Yahudi dininin en kutsal günü olarak kabul edilen Yom Kippur (Kefaret Günü) öncesinde binlerce tavuk satıldı.
Tavuklara eziyet ederek onlara günahlarını aktardıklarını düşünen Ortodoks Yahudilerin düştükleri halin acınası oluşu ve batıl inançların temel itikadı nasıl sarstığı bir kez daha görüldü.
Günahlarından arındıklarını iddia ederek başlarının üzerinde dolaştırdıkları tavuklara günahlarını (sembolik anlamda) yükleyen Yahudilerin arınma seremonileri tüm hızıyla devam ediyor.

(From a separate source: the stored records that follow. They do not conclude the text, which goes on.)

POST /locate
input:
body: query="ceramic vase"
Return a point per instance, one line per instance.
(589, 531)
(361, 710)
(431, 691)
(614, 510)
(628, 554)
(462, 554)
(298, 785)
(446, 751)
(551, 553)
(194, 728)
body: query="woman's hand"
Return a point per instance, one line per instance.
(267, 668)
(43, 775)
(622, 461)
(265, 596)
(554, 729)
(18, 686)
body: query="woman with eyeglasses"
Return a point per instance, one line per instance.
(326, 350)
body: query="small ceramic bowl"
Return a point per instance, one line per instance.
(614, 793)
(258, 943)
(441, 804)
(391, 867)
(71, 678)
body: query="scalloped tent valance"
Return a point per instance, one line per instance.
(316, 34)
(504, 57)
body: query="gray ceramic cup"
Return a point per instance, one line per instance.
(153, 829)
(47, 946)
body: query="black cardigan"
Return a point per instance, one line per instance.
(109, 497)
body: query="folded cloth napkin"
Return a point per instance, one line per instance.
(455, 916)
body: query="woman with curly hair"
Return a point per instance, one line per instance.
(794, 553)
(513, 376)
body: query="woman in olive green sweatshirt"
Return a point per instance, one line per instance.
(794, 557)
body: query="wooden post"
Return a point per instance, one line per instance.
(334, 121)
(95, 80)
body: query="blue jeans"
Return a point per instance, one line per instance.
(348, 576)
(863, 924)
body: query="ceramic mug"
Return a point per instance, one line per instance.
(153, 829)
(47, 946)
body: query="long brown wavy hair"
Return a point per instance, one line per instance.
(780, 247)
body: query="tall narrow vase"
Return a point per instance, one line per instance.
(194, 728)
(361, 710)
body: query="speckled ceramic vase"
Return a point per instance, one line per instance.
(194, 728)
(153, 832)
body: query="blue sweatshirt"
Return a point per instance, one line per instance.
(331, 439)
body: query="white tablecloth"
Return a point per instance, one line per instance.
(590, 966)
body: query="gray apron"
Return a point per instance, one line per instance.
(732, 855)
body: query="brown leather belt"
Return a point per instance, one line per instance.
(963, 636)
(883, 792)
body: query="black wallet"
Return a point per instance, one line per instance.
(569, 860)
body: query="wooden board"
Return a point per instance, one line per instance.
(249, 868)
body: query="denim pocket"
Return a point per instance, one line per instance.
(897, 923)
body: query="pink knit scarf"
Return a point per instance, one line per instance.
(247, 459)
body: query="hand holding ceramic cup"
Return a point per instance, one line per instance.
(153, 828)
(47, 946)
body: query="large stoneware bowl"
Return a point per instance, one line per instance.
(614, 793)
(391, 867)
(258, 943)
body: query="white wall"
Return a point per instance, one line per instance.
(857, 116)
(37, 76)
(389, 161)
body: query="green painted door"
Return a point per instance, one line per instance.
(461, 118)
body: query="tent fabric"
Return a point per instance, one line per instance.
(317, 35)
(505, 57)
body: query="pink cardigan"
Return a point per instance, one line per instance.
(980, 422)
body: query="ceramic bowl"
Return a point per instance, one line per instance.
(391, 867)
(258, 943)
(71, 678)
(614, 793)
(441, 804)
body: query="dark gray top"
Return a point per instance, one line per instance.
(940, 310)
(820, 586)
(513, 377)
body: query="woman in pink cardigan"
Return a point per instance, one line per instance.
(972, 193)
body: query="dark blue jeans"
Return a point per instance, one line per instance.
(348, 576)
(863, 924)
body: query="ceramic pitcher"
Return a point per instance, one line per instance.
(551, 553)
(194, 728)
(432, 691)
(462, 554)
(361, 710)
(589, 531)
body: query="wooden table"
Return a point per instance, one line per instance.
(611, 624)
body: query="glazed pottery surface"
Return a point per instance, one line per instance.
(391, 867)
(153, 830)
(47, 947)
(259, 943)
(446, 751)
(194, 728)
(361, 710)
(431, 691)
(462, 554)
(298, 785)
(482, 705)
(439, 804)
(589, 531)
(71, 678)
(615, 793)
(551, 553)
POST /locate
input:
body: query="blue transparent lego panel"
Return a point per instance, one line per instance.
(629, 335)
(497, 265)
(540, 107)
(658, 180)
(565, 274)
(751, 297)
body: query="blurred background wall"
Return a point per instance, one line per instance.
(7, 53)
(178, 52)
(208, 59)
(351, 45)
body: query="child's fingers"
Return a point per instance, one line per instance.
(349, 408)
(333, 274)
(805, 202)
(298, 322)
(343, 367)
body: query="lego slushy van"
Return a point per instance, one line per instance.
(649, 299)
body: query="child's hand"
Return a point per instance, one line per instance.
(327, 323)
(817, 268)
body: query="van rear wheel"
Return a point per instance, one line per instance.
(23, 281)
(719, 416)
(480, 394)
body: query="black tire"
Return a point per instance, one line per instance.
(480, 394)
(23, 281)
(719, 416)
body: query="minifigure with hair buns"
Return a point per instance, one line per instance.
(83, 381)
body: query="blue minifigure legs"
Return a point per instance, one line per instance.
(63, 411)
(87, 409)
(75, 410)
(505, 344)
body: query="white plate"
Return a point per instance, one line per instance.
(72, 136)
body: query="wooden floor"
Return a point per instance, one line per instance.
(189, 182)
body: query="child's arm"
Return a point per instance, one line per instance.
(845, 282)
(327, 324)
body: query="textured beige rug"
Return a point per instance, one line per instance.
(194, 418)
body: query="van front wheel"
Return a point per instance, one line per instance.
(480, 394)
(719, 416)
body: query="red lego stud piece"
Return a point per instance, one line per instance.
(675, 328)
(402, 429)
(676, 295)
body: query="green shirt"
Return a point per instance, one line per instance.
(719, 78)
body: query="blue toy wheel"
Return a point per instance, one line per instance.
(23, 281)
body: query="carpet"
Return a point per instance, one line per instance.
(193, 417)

Yom Kippur gününe Yahudilerin nasıl baktığını ve yorumladığını şu cümlelerde görebiliyoruz: “Yom Kipur bir huşu günüdür. Yine de Talmud onu yılın en neşeli günlerinden biri olarak adlandırır. Çünkü verdiği mesaj, nefes aldığımız sürece yaşamlarımız hakkında nihai bir hüküm olmadığıdır. Tefila, teşuva ve tsedaka, kötü hükmü tersine çevirme gücüne sahiptir. Tanrı bize özgür irade vermiş ve böylece kötüden iyiye dönme gücü bahşetmiştir. O bize bir Kefaret Günü ve böylece hatalarımızı silme ve bağışlanma şansı vermiştir.”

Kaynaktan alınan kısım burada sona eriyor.